Following this delicate, captivating introduction, the musicians took their places at their instruments. The word "laboratory" is no misnomer; the stage was filled with a variety of wondrous installations, most impressively the three-tonne, 50-bell carillon. It's a wonderfully archaic contraption that looks like an enormous wood and glass museum display cabinet. Soon we were sucked into a whirling flurry of resonating chimes that built slowly into something more measured and cohesive. "Photon" brought the first melodic satisfaction, its discordant carillon melody playing over the drummer's infectious hi-hat rhythms. Weber's snappy beats and warm bass crept up slowly, providing an industrious backbone for the plethora of sounds around him.

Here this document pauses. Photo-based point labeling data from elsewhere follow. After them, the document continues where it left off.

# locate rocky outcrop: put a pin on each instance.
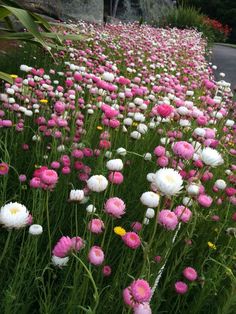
(93, 10)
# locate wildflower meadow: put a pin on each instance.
(118, 177)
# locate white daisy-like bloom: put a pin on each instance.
(193, 189)
(97, 183)
(115, 165)
(220, 184)
(150, 177)
(150, 199)
(150, 213)
(211, 157)
(14, 215)
(60, 261)
(168, 181)
(35, 229)
(128, 121)
(76, 195)
(91, 209)
(121, 151)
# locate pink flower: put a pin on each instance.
(142, 308)
(183, 149)
(63, 247)
(163, 110)
(115, 207)
(4, 169)
(49, 177)
(181, 287)
(132, 240)
(183, 213)
(141, 291)
(116, 177)
(96, 255)
(136, 226)
(159, 151)
(168, 219)
(106, 270)
(204, 200)
(96, 226)
(127, 297)
(190, 273)
(77, 243)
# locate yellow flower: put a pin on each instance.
(211, 245)
(43, 101)
(120, 231)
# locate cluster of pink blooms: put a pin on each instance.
(80, 115)
(138, 294)
(190, 274)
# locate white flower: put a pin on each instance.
(121, 151)
(109, 77)
(14, 215)
(97, 183)
(150, 213)
(220, 184)
(211, 157)
(150, 199)
(114, 165)
(76, 195)
(60, 261)
(135, 135)
(150, 177)
(193, 189)
(90, 209)
(168, 181)
(35, 229)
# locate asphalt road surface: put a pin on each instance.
(225, 59)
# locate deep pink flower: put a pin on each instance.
(190, 273)
(4, 169)
(96, 225)
(115, 207)
(63, 247)
(132, 240)
(168, 219)
(96, 255)
(181, 287)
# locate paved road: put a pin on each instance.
(225, 59)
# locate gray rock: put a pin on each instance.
(87, 10)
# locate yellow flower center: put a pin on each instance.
(119, 231)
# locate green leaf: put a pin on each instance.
(6, 77)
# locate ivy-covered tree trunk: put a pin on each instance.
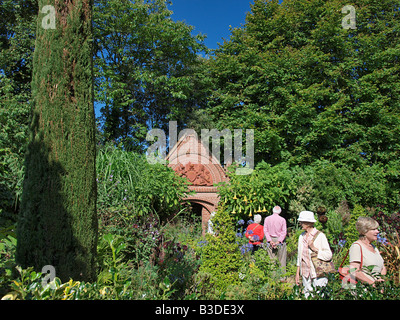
(58, 221)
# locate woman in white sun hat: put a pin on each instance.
(307, 244)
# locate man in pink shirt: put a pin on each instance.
(275, 233)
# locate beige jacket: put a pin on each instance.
(324, 251)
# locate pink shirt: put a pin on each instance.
(275, 226)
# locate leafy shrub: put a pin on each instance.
(266, 186)
(350, 232)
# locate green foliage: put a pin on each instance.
(147, 69)
(58, 219)
(310, 88)
(126, 191)
(350, 231)
(16, 49)
(265, 187)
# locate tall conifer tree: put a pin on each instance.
(58, 223)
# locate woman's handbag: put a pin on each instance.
(322, 268)
(345, 271)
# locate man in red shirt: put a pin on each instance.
(255, 233)
(275, 233)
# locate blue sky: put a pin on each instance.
(211, 17)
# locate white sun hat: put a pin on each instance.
(306, 216)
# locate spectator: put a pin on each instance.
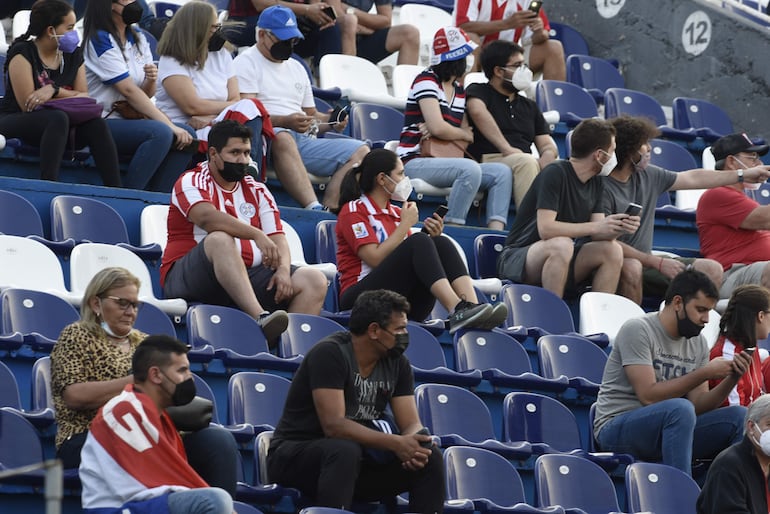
(435, 108)
(635, 180)
(50, 67)
(561, 238)
(654, 401)
(732, 227)
(745, 321)
(226, 245)
(266, 72)
(145, 470)
(329, 444)
(375, 250)
(91, 363)
(513, 21)
(507, 124)
(737, 479)
(119, 67)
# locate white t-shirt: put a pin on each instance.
(210, 83)
(106, 65)
(282, 87)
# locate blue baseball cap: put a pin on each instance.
(280, 21)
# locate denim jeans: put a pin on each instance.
(207, 500)
(466, 177)
(669, 431)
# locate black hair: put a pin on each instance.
(497, 53)
(376, 306)
(221, 132)
(155, 350)
(688, 283)
(361, 179)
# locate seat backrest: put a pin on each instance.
(539, 419)
(475, 473)
(28, 264)
(256, 398)
(28, 311)
(304, 331)
(619, 101)
(570, 356)
(86, 219)
(697, 113)
(606, 312)
(574, 482)
(447, 409)
(18, 217)
(653, 487)
(152, 225)
(534, 306)
(484, 349)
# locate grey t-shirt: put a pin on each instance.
(644, 341)
(642, 188)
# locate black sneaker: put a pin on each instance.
(467, 314)
(273, 325)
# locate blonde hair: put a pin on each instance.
(185, 37)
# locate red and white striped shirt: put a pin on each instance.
(250, 202)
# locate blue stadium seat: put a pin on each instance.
(460, 418)
(488, 480)
(89, 220)
(502, 360)
(653, 487)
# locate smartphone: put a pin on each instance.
(633, 209)
(441, 210)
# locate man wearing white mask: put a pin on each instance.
(734, 228)
(561, 239)
(635, 180)
(505, 123)
(737, 479)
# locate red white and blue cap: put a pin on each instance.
(450, 44)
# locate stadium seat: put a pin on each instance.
(574, 483)
(606, 312)
(573, 103)
(235, 337)
(428, 362)
(574, 357)
(87, 259)
(460, 418)
(87, 220)
(488, 480)
(502, 360)
(653, 487)
(38, 316)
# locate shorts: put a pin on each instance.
(192, 278)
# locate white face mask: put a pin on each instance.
(402, 190)
(608, 166)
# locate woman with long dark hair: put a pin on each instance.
(376, 251)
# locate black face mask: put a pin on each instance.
(132, 13)
(217, 41)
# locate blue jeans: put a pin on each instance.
(669, 431)
(207, 500)
(466, 177)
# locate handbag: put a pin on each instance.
(435, 147)
(80, 109)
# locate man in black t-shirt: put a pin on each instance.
(561, 237)
(329, 442)
(505, 123)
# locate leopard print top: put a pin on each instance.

A glockenspiel provided yet more rhythmic weight. Violin bows met unseen surfaces and bizarre metal gourds to create dissonant screeches. Slowly but surely, the album's melodic warmth seeped into play, with "Spectral Split" providing an ecstatic crescendo that drew whoops from the crowd, most of whom had long been gently bobbing in their seats. It felt like a sudden explosion of dancing wasn't far off, but what happened instead was a standing ovation.